Since physiological support like respirators and defibrillators made it possible to prolong life, prolonging death has fueled a more subtle conversation
By Ann Neumann
Several factors have made politicians, particularly at the national level, reluctant to wade into the aid-in-dying conversation. Catholic leaders and their evangelical “pro-life” allies have eviscerated any politician willing to discuss aid in dying, shutting down dialogue and branding advocates as “pro-death”. By claiming to represent American religions, these vocal opponents have bifurcated the issue along political lines, all but silencing those who are religious but disagree.
Yet a conversation is taking place, with or without the presidential candidates. Since the 1970s, when physiological support, like respirators and defibrillators, made it possible to prolong life, prolonging death has fueled a more subtle conversation about what medical decisions patients and their families can make. Aid in dying is now approved by 68% of Americans, a number that rose by a striking 10 points in the course of a year, according to a Gallup poll conducted in May 2015. It’s now legal in five states with at least a dozen more considering bills or legislation.
Still, the issue was absent from the presidential race until a terminal cancer patient finally asked a question last week. Jim Kinhan, an 81-year-old with a face as rosy as his sweater, asked Hillary Clinton at a New Hampshire town hall meeting on 3 February about her position on the legalization of aid in dying.
“I wonder what leadership you could offer within an executive role that might help advance the respectful conversation that is needed around this personal choice that people may make, as we age and deal with health issues or be the caregivers of those people, to help enhance and – their end of life with dignity.” His voice was raspy, his question respectful. The Washington Post reported that Clinton “looked a bit nervous”. After a slight pause and some careful word selection, Clinton failed to take a position.
Republican candidates have also been silent about aid in dying, but it’s difficult to imagine anyone in the current conservative field will step away from the Republican party platform as they vie for traditionally Republican social conservatives. The campaign of Jeb Bush and his role in the Terri Schiavo case have even worked against the cause, helping to refresh patient concerns regarding autonomy in a way that defies party lines and past reticence.
But, unlike the fight to end abortion, which has (wrongly) focused on women’s sexual decisions and succeeded in shaming female medical choices, aid in dying is an issue that addresses male choice. That gender difference – and the fact that Republican voters skew older than Democrats – could catch up with the party and its candidates in the future. Republicans would do well to pay attention.

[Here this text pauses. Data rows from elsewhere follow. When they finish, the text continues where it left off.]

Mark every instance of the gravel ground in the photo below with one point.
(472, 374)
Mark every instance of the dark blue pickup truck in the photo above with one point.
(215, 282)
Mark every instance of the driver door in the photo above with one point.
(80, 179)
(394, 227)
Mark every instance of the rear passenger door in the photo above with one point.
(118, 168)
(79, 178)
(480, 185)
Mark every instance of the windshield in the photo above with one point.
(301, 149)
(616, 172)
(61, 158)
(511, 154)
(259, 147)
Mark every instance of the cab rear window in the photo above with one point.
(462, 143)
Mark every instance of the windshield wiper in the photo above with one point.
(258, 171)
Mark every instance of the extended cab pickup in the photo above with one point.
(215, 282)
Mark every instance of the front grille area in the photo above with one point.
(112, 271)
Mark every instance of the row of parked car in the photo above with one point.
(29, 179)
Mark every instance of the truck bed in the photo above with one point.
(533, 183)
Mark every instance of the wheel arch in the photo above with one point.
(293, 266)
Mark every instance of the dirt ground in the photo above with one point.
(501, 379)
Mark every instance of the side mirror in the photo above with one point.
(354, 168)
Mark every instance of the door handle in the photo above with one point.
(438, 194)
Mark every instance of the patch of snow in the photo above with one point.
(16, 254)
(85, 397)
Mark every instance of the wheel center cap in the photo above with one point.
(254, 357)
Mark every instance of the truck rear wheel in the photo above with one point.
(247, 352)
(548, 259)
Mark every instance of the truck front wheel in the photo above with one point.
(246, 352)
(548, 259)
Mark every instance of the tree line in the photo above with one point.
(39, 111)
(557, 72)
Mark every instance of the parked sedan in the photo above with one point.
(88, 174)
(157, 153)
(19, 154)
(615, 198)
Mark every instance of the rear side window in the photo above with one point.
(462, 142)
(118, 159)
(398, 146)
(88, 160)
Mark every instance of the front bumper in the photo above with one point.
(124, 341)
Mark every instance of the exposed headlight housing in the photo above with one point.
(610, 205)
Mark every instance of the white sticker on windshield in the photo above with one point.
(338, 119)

New Hampshire, where Kinhan lives, is home to one of the oldest populations in the country, and legislators there have tried twice in the past to establish study committees. Both times governor Maggie Hassan has vetoed the proposals. This year, as Hassan prepares to leave office, a Concord senator has tried again, introducing SB 426. It’s spurring the kind of dialogue in the state that Kinhan was hoping Clinton’s national campaign could get behind.

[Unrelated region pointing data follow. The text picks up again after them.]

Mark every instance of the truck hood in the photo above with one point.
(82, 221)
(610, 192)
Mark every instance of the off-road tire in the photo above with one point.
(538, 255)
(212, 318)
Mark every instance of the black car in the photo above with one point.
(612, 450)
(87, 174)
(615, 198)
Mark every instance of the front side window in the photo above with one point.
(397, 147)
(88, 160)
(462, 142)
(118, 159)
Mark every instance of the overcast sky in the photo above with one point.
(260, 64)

In the past, the very terms used to describe aid in dying have proven controversial. For more than a decade, polls showed that approval ratings depended on how questions about aid in dying were asked. If the term “assisted suicide” was used when polling, those willing to claim support for the laws were fewer. But that has begun to change; voters, exposed to repeated state-level conversations about aid in dying, and who now see that the laws have succeeded in the “laboratory of the states”, have come to understand that “assisted suicide” is not “suicide”. It is not something our culture should be united in preventing.
In an op-ed for the Concord Monitor at the end of January, Kinhan addressed the contrast between aid in dying and suicide. “The transparency and shared process of end-of-life choice is in strong contrast to the behavior known as suicide,” he wrote, emphasizing the difference between choosing not to suffer from a terminal disease and choosing to end one’s life out of despair.

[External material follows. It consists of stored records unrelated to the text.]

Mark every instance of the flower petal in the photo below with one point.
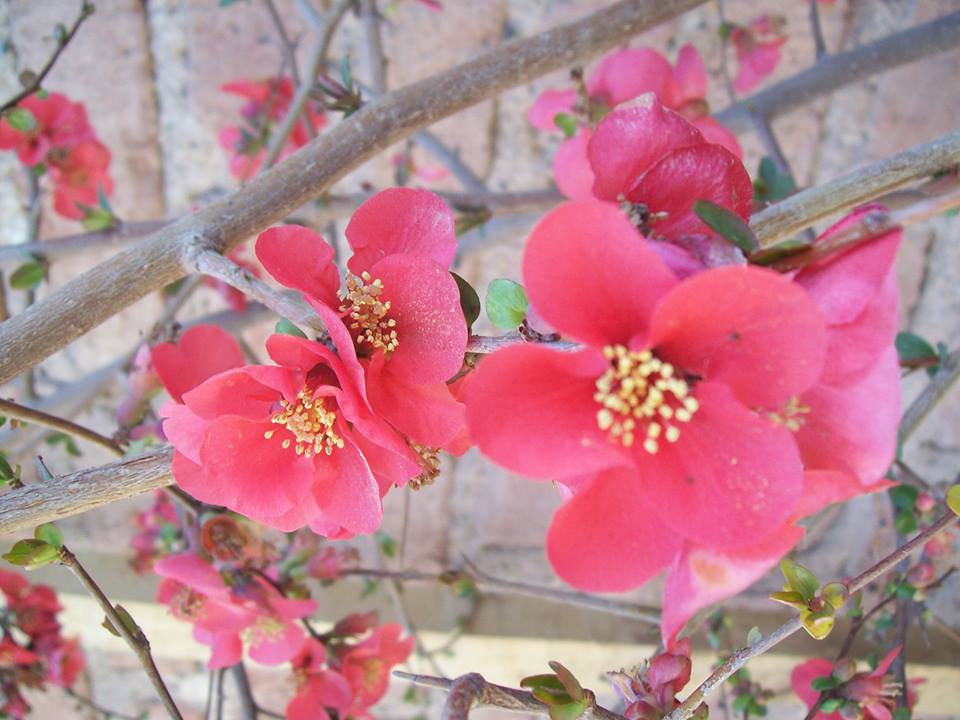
(431, 330)
(685, 175)
(591, 276)
(531, 409)
(853, 428)
(301, 259)
(747, 327)
(631, 140)
(608, 537)
(202, 352)
(730, 478)
(401, 221)
(571, 167)
(701, 576)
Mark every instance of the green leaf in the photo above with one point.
(469, 300)
(913, 347)
(824, 683)
(285, 327)
(775, 253)
(771, 184)
(50, 534)
(31, 554)
(21, 119)
(506, 303)
(728, 224)
(570, 682)
(831, 705)
(567, 123)
(28, 275)
(953, 499)
(800, 579)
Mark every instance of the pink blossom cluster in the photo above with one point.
(33, 651)
(56, 136)
(267, 102)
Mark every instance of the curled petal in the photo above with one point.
(401, 221)
(762, 335)
(609, 537)
(591, 276)
(531, 409)
(301, 259)
(631, 140)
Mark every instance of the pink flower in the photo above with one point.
(286, 445)
(398, 321)
(267, 103)
(367, 665)
(255, 615)
(318, 688)
(873, 694)
(620, 77)
(650, 692)
(80, 174)
(59, 124)
(653, 424)
(758, 50)
(200, 353)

“This choice is not dark and secretive,” Kinhan continued. “Personally, it rings loudly and joyfully of my readiness for what lies ahead and for thankfulness for what life has gifted me.”
Compassion & Choices, the nation’s largest aid in dying organization, has announced a call for questions for candidates. They will host an event on 17 February that gives voice to seniors who have concerns about end-of-life care. Hopefully candidates will realize what Kinhan and the movement to legalize aid in dying have shown: it’s time for a national conversation.